Cold Kids:
Sektempfang bei Scheele
Nach einigen vielversprechenden EP-Veröffentlichungen (u.a. mit KRANK) haben die Bamberger COLD KIDS den ersten Longplayer veröffentlicht, auf welchen folgende Adjektive zutreffen: treibend, düster, kryptisch, bedrückend (bis zu dem Punkt, an dem es deprimierend wird), groß.
COLD KIDS machen Wave-Punk, der (natürlich) stellenweise Erinnerungen an die 80er weckt, sich aber nie in Reminiszenzen an die Bands dieses Jahrzehnts verliert.

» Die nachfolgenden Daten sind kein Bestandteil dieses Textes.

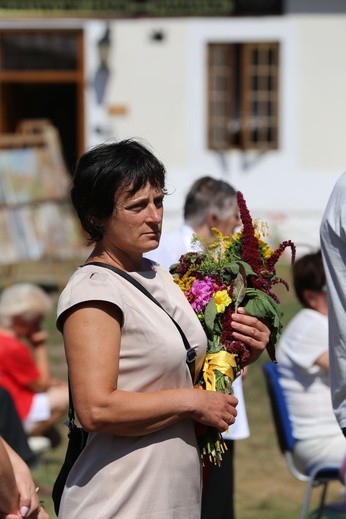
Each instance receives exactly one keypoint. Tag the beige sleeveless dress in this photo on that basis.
(156, 476)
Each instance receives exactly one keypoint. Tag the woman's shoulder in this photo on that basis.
(90, 283)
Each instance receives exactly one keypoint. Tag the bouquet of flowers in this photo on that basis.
(233, 270)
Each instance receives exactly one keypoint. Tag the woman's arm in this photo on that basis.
(18, 496)
(92, 341)
(8, 489)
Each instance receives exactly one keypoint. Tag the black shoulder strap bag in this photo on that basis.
(77, 437)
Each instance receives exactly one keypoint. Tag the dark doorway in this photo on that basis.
(42, 77)
(55, 102)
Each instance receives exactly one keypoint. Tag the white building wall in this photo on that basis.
(161, 86)
(164, 85)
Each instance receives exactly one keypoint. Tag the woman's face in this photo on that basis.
(135, 226)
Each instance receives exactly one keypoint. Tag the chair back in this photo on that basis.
(279, 407)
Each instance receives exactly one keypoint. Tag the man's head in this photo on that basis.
(211, 203)
(310, 282)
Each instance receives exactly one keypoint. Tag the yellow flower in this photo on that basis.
(221, 299)
(185, 281)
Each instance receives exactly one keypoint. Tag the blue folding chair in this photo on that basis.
(320, 475)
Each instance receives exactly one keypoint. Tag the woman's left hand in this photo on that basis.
(251, 331)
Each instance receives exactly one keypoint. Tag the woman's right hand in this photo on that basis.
(214, 408)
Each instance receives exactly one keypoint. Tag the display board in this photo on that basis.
(36, 218)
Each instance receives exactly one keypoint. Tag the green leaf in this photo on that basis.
(239, 289)
(262, 306)
(209, 316)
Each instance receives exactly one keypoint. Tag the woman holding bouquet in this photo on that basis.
(131, 384)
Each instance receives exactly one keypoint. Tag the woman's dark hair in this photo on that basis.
(103, 172)
(308, 274)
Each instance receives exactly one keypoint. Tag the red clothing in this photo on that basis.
(17, 370)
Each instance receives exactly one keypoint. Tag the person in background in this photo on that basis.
(333, 245)
(210, 203)
(11, 428)
(18, 496)
(303, 361)
(40, 400)
(131, 385)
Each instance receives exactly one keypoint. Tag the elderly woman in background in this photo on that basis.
(24, 364)
(131, 384)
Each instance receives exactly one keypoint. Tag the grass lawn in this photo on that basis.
(264, 487)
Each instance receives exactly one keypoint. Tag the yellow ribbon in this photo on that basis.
(224, 362)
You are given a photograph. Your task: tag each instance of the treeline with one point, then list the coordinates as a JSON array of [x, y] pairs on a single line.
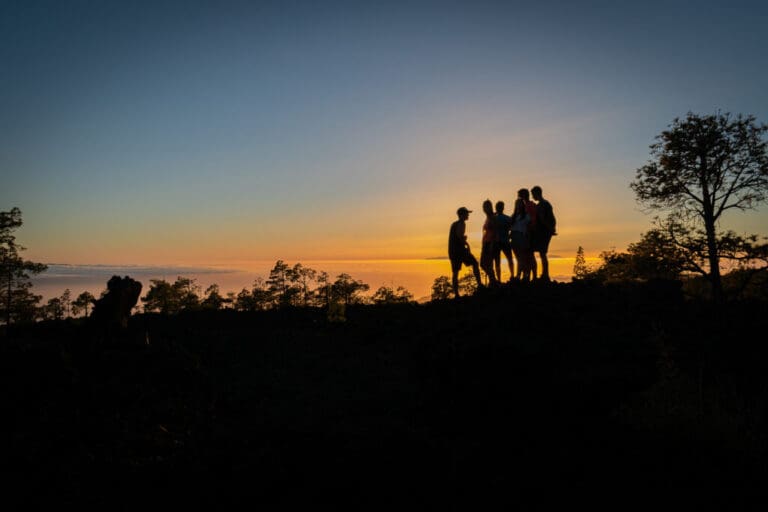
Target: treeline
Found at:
[[286, 285]]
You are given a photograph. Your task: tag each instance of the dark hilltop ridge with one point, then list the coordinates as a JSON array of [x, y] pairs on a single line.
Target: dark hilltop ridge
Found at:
[[526, 395]]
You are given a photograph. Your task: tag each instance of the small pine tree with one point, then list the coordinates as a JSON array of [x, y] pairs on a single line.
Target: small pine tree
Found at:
[[580, 268]]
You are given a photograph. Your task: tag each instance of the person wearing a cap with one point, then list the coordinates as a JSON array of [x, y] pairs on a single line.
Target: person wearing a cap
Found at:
[[458, 249]]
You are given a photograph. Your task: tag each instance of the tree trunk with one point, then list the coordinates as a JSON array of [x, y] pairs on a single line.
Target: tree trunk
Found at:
[[714, 261]]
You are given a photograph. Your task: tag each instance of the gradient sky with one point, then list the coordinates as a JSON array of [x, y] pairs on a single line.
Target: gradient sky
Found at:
[[214, 132]]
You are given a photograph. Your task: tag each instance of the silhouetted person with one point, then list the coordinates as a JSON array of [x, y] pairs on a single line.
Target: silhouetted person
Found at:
[[543, 230], [520, 235], [113, 309], [489, 242], [458, 249], [503, 243]]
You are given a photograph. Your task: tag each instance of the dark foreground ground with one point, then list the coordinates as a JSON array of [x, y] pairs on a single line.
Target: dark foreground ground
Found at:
[[522, 397]]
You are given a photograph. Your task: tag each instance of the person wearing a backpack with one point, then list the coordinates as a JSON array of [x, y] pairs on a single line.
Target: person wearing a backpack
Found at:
[[458, 250], [543, 231]]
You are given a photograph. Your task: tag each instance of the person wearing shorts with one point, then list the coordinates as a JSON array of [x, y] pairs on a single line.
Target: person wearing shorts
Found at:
[[543, 231], [458, 250]]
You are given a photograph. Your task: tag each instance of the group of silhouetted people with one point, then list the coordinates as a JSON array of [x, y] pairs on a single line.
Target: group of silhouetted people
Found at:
[[527, 231]]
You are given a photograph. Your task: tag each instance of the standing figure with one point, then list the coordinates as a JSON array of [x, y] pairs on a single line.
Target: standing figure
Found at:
[[521, 244], [543, 230], [458, 249], [489, 242], [503, 245]]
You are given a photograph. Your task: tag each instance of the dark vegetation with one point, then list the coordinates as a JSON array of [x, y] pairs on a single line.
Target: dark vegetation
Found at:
[[644, 381], [524, 395]]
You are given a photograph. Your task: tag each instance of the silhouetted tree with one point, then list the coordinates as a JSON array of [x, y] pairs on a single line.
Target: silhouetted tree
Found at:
[[442, 288], [701, 167], [213, 299], [387, 295], [82, 302], [261, 295], [18, 302], [171, 298], [322, 294], [53, 309], [66, 301], [277, 283], [580, 268], [244, 301], [301, 277]]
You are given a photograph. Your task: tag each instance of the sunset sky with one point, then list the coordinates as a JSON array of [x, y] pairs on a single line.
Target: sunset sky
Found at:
[[214, 132]]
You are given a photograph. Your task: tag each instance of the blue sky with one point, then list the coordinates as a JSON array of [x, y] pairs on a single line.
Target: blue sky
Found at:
[[205, 132]]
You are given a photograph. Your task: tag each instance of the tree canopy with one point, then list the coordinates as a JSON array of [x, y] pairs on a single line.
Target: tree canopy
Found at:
[[701, 167], [18, 302]]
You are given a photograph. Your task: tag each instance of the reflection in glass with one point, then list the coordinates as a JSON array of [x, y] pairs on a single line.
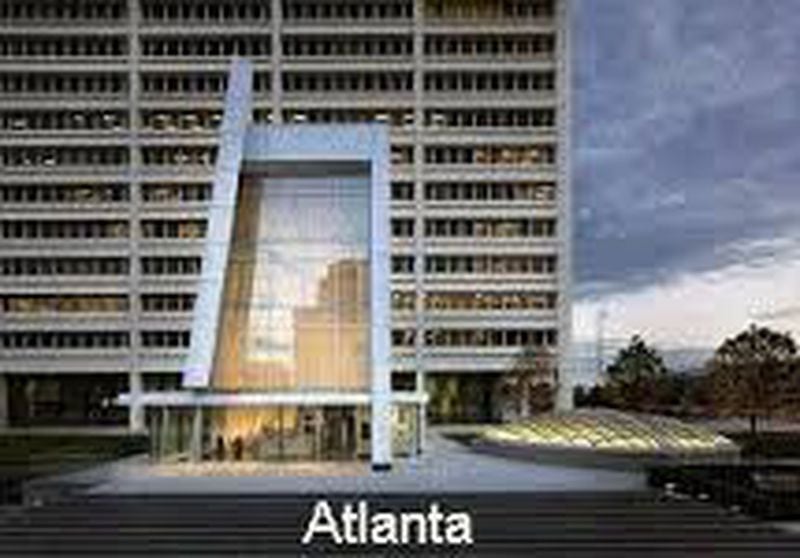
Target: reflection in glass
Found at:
[[296, 301]]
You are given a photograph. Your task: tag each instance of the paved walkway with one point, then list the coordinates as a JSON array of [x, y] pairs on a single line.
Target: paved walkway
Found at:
[[447, 467]]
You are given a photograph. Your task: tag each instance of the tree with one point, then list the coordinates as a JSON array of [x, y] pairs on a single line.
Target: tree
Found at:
[[638, 377], [529, 384], [749, 373]]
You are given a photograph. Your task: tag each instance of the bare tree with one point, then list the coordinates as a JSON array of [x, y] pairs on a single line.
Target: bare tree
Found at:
[[529, 384], [750, 372]]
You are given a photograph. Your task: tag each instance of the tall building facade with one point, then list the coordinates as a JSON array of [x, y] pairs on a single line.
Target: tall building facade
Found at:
[[109, 117]]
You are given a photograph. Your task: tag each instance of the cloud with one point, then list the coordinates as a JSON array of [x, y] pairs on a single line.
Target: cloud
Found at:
[[686, 135], [702, 309]]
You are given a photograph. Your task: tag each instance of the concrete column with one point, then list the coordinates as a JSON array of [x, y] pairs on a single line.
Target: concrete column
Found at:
[[136, 411], [381, 432], [197, 434], [421, 427], [164, 435], [3, 401]]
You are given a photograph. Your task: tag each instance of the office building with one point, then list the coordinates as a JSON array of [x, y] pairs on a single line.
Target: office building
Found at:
[[109, 132]]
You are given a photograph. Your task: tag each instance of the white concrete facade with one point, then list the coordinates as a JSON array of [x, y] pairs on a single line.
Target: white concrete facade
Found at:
[[132, 97]]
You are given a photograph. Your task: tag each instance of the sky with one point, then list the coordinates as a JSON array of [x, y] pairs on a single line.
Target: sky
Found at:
[[686, 142]]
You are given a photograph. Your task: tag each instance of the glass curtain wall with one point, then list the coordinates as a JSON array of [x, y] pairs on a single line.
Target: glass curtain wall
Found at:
[[296, 303]]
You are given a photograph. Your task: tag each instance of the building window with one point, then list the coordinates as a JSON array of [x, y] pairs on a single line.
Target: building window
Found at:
[[188, 229], [63, 303], [402, 264], [490, 264], [175, 265], [479, 301], [64, 340], [491, 337], [490, 191], [166, 193], [171, 339], [156, 303]]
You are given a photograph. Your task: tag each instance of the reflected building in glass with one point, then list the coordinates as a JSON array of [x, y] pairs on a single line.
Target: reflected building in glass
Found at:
[[290, 346]]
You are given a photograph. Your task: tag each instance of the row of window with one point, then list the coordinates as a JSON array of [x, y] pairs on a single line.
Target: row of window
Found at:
[[348, 81], [22, 340], [250, 11], [63, 156], [179, 156], [161, 84], [103, 193], [58, 84], [181, 120], [177, 265], [69, 10], [501, 265], [402, 154], [490, 81], [491, 118], [63, 46], [63, 120], [490, 228], [216, 11], [477, 337], [162, 193], [64, 339], [168, 302], [394, 117], [327, 47], [490, 45], [190, 228], [63, 266], [63, 229], [260, 45], [483, 10], [527, 300], [64, 193], [479, 191], [477, 264], [171, 265], [165, 339], [405, 301], [33, 304], [196, 84], [468, 191], [197, 192], [311, 10], [516, 155], [253, 46], [65, 303]]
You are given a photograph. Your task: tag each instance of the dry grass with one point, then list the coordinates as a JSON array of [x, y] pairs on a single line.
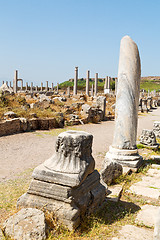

Um es kurz zu machen: „Sektempfang bei Scheele“ ist das Album des Jahres, weil:
- Diese Platte funktioniert wie ein Präzisionsuhrwerk: Das Zusammenspiel der Instrumente interagiert perfekt mit den Arrangements und Texten, es entstehen Klanglandschaften, die die Geschichten der Songs komplettieren und weiter erzählen. Alles wirkt so (be-)drückend, treibend, fast schon hektisch (toll umgesetzt in „Weiter“), dass man glauben mag, es handele sich hier um eine Vertonung von Kafkas „Process“.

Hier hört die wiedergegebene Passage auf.